Hak ihlali şekilleri,hakaret etme, küfür, yalan, gıybet, iftira, alay, istihza, rencide etme gibi insanın onur ve haysiyetine yönelikse bu durumda yapılması gereken, ortaya çıkan zarar ve mağduriyeti gidermek ve hak sahibiyle helalleşmektir. Buna imkân bulunmadığı durumlarda ise samimi bir tövbeden sonra hak sahibine hayır dua edilmeli, onun namına hayır hasenat yapılarak bu vebalden kurtulmaya çalışılmalıdır. Bu şekilde bir yol izlemenin manevî içerikli kul haklarına keffaret olabileceği bazı âlimler tarafından dile getirilmiştir (İbn Teymiyye, el-Fetâvâ’l-kübrâ, 1/113).

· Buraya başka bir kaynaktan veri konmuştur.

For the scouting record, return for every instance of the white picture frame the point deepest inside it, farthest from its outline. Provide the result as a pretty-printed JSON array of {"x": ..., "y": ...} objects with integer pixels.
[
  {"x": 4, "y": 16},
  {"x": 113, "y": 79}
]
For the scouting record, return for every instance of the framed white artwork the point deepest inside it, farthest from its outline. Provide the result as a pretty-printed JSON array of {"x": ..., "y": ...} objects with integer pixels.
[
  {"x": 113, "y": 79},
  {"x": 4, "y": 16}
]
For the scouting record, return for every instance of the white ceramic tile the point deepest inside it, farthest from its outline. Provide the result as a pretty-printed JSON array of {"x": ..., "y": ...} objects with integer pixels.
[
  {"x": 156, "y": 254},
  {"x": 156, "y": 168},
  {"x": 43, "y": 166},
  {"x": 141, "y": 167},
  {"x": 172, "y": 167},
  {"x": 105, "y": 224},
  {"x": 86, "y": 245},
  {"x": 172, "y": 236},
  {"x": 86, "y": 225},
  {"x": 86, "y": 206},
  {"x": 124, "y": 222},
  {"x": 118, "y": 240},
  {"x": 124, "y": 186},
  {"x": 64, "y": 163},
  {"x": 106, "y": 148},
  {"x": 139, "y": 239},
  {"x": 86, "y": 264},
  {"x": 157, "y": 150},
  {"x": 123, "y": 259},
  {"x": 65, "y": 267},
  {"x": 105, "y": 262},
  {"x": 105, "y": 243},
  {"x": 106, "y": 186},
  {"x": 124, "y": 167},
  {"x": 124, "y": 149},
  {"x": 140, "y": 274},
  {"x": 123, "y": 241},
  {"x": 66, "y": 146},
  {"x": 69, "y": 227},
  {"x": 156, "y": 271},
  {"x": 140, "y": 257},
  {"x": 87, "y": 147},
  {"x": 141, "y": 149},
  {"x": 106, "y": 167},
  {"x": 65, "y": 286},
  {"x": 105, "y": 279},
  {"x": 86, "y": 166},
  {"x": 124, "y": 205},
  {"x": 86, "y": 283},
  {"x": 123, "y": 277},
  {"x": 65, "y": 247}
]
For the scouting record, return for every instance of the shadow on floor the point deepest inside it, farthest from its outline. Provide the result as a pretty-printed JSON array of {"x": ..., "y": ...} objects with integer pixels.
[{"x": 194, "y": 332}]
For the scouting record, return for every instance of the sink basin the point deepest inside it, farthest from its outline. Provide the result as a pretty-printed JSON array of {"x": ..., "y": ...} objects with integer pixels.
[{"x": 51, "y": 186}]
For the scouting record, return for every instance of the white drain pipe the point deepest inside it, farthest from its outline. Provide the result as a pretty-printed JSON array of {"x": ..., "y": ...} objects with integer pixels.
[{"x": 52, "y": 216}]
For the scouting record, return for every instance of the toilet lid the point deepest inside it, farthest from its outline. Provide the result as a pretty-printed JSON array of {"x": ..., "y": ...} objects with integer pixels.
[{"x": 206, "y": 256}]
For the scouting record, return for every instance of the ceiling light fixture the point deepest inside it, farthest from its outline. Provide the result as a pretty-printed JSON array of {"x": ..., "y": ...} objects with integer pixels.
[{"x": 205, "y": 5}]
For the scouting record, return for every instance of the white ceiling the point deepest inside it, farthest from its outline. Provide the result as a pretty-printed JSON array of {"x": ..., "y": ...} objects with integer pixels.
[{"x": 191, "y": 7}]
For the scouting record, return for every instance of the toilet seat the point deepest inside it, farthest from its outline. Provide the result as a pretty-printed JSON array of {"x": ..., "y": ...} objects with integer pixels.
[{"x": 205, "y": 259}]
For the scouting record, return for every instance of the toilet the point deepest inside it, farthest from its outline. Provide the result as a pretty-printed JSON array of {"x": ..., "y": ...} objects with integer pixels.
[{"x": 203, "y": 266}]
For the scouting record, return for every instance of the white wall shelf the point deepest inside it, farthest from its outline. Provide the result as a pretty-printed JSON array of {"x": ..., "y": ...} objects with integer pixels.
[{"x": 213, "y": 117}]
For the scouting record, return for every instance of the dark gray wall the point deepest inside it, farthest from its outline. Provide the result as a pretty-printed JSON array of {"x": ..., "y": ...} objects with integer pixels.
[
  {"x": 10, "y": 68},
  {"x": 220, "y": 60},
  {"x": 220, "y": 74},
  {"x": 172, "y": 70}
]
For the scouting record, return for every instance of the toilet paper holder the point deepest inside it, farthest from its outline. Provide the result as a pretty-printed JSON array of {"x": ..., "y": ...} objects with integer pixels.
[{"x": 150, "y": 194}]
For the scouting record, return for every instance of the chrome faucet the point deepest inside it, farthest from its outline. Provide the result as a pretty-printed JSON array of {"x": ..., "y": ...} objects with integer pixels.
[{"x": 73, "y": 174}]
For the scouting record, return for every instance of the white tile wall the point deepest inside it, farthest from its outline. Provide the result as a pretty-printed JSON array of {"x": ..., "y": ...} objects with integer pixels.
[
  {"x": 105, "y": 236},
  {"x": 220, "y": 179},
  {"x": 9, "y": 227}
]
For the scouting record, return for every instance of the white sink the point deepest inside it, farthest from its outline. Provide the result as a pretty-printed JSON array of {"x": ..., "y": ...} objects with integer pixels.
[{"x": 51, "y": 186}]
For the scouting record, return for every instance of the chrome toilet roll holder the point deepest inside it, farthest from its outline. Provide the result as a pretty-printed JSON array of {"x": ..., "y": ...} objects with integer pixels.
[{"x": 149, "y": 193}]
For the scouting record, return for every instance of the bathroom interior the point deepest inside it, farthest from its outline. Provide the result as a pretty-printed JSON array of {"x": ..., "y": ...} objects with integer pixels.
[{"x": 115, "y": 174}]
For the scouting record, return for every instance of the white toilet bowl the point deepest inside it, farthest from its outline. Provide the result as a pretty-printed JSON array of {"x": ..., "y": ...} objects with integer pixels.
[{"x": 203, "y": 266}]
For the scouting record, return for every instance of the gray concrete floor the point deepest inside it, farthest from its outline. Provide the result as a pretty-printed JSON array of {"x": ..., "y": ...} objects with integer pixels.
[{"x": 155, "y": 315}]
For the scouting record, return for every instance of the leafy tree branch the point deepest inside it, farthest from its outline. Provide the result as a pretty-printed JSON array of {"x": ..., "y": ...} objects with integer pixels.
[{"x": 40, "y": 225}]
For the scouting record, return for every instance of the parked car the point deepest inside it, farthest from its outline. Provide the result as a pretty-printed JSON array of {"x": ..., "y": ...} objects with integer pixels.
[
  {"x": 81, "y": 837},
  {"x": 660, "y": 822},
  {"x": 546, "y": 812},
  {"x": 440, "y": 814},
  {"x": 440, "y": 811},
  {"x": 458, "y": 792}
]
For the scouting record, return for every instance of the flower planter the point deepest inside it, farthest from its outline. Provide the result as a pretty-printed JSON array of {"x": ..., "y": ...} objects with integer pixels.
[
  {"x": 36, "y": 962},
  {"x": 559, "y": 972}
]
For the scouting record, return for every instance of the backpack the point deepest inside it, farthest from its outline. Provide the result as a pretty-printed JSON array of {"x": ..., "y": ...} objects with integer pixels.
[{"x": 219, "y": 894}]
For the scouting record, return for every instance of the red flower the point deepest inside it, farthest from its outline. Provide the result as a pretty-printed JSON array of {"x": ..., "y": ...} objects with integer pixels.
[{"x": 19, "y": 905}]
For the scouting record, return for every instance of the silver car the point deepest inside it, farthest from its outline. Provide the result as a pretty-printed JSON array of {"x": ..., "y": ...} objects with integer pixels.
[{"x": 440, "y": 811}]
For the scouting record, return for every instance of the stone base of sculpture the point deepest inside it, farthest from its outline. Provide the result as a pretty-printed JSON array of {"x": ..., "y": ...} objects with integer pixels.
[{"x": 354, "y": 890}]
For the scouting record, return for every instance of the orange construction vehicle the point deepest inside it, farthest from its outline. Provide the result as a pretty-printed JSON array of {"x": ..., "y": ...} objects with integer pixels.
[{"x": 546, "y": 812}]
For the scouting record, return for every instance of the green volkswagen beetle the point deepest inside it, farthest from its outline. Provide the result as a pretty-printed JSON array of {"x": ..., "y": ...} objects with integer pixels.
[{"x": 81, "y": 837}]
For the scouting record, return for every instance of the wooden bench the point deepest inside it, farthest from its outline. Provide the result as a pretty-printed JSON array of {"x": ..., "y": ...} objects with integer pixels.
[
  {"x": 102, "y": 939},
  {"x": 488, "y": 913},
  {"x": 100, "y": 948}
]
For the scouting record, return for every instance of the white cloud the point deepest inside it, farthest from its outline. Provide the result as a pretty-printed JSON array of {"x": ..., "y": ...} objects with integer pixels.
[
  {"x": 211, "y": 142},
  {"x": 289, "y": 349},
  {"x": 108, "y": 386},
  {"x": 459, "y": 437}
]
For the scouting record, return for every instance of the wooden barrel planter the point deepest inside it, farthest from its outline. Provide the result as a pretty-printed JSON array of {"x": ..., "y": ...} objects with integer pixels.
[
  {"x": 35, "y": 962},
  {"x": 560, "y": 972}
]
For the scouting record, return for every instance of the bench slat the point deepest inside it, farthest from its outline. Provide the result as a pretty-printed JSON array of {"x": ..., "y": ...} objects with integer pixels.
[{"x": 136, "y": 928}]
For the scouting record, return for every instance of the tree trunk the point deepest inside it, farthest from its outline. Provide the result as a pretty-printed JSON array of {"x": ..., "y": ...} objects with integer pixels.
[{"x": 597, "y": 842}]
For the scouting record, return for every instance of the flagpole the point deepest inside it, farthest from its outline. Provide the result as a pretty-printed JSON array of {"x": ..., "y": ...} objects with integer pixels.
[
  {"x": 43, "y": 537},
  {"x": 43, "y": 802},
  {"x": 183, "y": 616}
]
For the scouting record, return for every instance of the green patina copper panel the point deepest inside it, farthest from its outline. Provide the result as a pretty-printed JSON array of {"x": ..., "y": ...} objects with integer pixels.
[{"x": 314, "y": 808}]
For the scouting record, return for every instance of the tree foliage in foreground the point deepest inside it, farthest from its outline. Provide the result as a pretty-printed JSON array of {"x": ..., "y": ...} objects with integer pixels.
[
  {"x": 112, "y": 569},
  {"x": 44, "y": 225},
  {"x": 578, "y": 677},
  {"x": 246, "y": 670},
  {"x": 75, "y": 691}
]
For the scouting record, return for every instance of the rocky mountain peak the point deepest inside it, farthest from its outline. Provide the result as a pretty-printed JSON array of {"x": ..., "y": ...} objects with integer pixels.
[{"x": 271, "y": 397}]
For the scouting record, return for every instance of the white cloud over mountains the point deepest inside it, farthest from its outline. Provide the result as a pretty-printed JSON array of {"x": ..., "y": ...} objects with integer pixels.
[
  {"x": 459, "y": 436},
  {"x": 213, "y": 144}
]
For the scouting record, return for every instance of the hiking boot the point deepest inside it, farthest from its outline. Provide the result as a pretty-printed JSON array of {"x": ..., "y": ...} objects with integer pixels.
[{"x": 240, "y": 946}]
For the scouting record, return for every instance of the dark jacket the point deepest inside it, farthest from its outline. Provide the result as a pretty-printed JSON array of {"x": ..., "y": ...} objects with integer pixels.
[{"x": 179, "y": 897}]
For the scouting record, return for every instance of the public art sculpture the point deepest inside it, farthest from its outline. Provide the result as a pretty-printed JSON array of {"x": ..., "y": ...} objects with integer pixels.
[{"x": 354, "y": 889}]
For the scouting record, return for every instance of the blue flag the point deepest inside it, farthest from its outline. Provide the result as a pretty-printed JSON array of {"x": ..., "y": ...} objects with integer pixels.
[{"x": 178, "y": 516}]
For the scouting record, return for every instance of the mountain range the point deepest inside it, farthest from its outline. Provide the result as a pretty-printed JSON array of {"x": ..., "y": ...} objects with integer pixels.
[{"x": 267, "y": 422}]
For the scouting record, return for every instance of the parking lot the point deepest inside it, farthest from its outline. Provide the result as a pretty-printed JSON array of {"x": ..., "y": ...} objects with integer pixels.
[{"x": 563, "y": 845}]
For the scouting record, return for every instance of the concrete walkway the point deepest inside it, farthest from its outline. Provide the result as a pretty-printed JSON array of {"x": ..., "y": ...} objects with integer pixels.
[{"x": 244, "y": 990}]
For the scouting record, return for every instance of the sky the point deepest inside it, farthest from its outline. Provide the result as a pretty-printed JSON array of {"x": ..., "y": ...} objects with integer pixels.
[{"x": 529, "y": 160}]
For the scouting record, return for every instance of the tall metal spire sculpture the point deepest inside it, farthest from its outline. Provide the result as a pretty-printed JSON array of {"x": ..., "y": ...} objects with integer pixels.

Şimdi de esas konumuz’a gelelim “İZİNSİZ BAŞAK YAPMAK”
“Kardeşlerim: başkalarına ait olan yerlerden eğer sahibi o bahçeyi toplayıp ve işini tamamen bitirip orayı terkedip gitmemişse orada izinsiz başak yapmak helal değil, haramdır.”
“Hasadı yapılmış tarlada yerde kalan fındığın sahip orayı terk etmemişse bir daha orada işi kalmamış ise: İsraf günahtır fındık milli servettir, fındığın orada boş yere çürümemesinden toplanması daha uygundur.
Bahçe sahibinden İzin alınması mümkünse alınmalıdır, yoksa boş yere oradaki fındık çürüyüp israf olacaktır.İllede bahçe sahibi her kim olursa olsun iznine gerek yoktur.
Fındık hasat ayı olması münasebetiyle herkeste bir koşuşturma bir acelecilik vardır.
Fındık bahçesi sahibi kendisi ve işçileri ile alelacele fındık tarlasını bitirmiş olabilir. Belki kendileri de daha sonra Başak yakma ihtimali varsa, sormak gerekir.Eğer ki; kendileri yapmıyorlarsa izin alınması mümkünse izin alınmalıdır, izin alınmadan yapılıyorsa,hırsızlık yapmış ve haksız kazanç sağlamış olurlar.
Arazinin sahibinin daha kendi malını toplayamadan, izin vermediği halde ürünün dalında ya da yerde el çabukluğuyla başkaları tarafından toplanması helal değildir.
Altın değerinde olan fındığımızın yerde yok olmasını istemiyorsak eğer, bahçe sahibine sorarak ve ondan izn alarak başağımızı yapalım. Böylelikle milli servet olan fındığın hem israfını önlemiş ve hem de rızkımızı helal yoldan kazanmış oluruz.
Hasat yapan kardeşlerime kolaylıklar diliyorum onların
Kazançları bol bereketli olsun. Ağız tadıyla yemek ve harcamak nasip olsun.